For many mainstream languages we have query builder libraries that enable us to easily create select queries with complex where conditions that conditionally filter by multiple columns based on incoming input. These are often useful for things like a filter panel in product catalogue where user may specify one or more of several possible criteria.

This post outlines an alternative solution. If we structure our input parameter as json (or any other compound data type for that matter), we can handle the conditional clauses within SQL with some creativity.

For example, to find users by id or email, we can do something like this:

select * 
from "user" u 
left join user_email ue 
    on ue.user_id = u.id
where 
    (
        -- Filter conditions
        ($1::jsonb #>> '{id,eq}' is null or u.id = ($1::jsonb #>> '{id,eq}')::bigint ) or
        ($1::jsonb #>> '{email,eq}' is null or ue.email = ($1::jsonb #>> '{email,eq}'))
    ) and

    -- Fallback to ensure that nothing is selected if no filters are passed
    ($1::jsonb #>> '{id,eq}' is not null or $1::jsonb #>> '{email,eq}' is not null)
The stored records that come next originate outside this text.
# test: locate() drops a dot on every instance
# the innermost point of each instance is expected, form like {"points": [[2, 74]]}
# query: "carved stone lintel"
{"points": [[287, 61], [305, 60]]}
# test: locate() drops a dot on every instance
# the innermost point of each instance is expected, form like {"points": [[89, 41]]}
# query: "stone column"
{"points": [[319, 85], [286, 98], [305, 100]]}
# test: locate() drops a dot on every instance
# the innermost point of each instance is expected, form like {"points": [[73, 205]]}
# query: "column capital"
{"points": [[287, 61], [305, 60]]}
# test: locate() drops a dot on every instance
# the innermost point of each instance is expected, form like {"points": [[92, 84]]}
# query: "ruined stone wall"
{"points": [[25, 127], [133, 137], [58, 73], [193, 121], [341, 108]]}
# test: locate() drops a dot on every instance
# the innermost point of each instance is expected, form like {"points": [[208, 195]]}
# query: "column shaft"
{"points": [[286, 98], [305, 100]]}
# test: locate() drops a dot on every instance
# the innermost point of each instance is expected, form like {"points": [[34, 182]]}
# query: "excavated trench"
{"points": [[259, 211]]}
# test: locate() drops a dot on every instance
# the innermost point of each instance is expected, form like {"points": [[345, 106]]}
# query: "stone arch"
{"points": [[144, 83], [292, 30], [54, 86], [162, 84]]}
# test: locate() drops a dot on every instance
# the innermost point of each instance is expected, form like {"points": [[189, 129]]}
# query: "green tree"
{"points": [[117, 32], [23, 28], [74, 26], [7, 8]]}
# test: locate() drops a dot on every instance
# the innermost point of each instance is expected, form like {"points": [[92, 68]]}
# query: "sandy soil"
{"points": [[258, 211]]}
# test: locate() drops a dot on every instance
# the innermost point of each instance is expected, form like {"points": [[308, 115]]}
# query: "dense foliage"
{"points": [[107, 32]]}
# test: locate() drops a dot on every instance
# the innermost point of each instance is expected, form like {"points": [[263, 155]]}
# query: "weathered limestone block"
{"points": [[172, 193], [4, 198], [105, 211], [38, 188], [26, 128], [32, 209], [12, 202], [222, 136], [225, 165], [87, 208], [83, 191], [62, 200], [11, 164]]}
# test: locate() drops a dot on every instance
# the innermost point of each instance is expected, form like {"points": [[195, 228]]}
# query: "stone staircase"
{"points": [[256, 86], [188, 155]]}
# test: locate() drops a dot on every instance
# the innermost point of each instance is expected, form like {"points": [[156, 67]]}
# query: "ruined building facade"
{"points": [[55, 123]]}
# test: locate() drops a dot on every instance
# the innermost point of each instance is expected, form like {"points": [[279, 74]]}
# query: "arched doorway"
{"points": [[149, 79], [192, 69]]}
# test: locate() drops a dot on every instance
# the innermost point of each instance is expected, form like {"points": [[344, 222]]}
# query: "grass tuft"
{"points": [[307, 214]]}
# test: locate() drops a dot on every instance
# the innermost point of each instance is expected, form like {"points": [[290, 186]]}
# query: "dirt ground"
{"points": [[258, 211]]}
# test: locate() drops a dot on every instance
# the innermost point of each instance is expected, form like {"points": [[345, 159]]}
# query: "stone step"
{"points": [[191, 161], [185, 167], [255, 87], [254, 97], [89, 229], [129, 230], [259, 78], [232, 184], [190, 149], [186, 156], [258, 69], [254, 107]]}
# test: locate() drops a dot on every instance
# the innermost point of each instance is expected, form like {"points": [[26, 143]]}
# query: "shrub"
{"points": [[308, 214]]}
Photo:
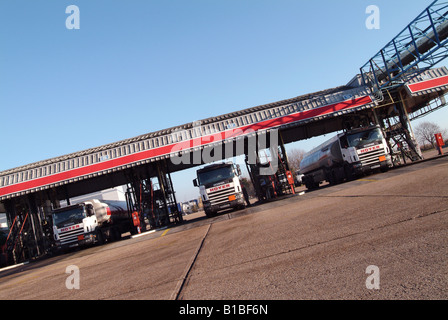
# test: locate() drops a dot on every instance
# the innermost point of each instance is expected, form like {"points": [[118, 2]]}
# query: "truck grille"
{"points": [[71, 236], [371, 158], [221, 196]]}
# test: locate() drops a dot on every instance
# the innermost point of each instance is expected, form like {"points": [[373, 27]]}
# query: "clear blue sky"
{"points": [[135, 67]]}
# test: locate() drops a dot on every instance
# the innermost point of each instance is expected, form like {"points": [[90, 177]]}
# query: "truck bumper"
{"points": [[238, 202], [87, 239]]}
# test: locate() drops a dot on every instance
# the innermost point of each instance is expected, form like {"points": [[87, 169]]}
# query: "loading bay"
{"points": [[313, 245]]}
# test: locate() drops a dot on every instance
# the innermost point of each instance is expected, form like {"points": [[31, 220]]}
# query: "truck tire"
{"points": [[209, 213], [99, 237]]}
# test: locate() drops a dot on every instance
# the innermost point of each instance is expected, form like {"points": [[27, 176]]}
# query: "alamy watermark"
{"points": [[373, 20], [73, 280], [373, 280], [73, 20], [199, 145]]}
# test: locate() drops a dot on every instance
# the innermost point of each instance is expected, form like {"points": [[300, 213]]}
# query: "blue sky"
{"points": [[135, 67]]}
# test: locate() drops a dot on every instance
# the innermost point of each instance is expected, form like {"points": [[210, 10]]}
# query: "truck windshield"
{"points": [[364, 138], [66, 218], [215, 176]]}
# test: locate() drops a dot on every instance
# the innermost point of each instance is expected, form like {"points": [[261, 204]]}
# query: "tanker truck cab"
{"points": [[346, 156], [220, 187], [89, 222], [366, 149], [74, 225]]}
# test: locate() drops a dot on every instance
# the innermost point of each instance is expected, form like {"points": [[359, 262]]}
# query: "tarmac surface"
{"points": [[381, 237]]}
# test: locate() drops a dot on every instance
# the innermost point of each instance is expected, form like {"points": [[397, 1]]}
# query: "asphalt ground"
{"points": [[318, 245]]}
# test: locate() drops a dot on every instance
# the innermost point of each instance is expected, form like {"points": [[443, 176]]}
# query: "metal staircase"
{"points": [[420, 45]]}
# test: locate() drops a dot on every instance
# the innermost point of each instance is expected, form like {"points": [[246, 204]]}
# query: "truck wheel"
{"points": [[209, 213], [100, 237]]}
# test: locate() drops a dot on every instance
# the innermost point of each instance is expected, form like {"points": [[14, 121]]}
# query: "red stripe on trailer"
{"points": [[428, 84], [165, 150]]}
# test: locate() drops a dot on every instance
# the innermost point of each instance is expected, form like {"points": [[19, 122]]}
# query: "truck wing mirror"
{"points": [[89, 210]]}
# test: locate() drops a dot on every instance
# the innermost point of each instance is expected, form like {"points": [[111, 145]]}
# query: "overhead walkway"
{"points": [[391, 90]]}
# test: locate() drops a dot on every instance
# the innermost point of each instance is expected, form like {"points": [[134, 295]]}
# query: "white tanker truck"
{"points": [[346, 156], [89, 222]]}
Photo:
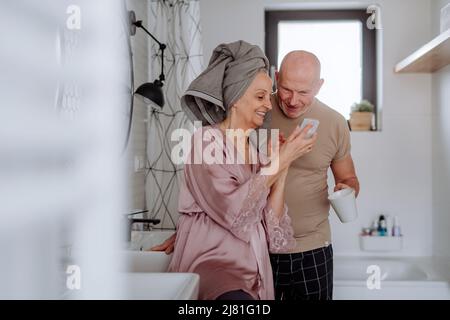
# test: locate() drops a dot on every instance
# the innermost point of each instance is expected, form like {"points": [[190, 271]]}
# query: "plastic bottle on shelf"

We can pass input parameters like: { "id": { "eq": 1 } } or { "email": { "eq": "lorefnon@tutanota.com" } } and it will filter appropriately.

We can skip the jsonb cast if our client library allows us to cast parameters while passing to database

select * 
from "user" u 
left join user_email ue 
    on ue.user_id = u.id
where 
    (
        -- Filter conditions
        (($1 #>> '{id,eq}') is null or u.id = ($1 #>> '{id,eq}')::bigint ) or
        (($1 #>> '{email,eq}') is null or ue.email = ($1 #>> '{email,eq}'))
    ) and

    -- Fallback to ensure that nothing is selected if no filters are passed
    ($1 #>> '{id,eq}' is not null or $1 #>> '{email,eq}' is not null)

While this is arguably more verbose and less readable (due to the use of non-intuitive json operators), there are a few benefits to this approach.

One is that we don't need a complex query builder library, which may be a plus if we are working with a niche language and/or a restricted runtime like openresty.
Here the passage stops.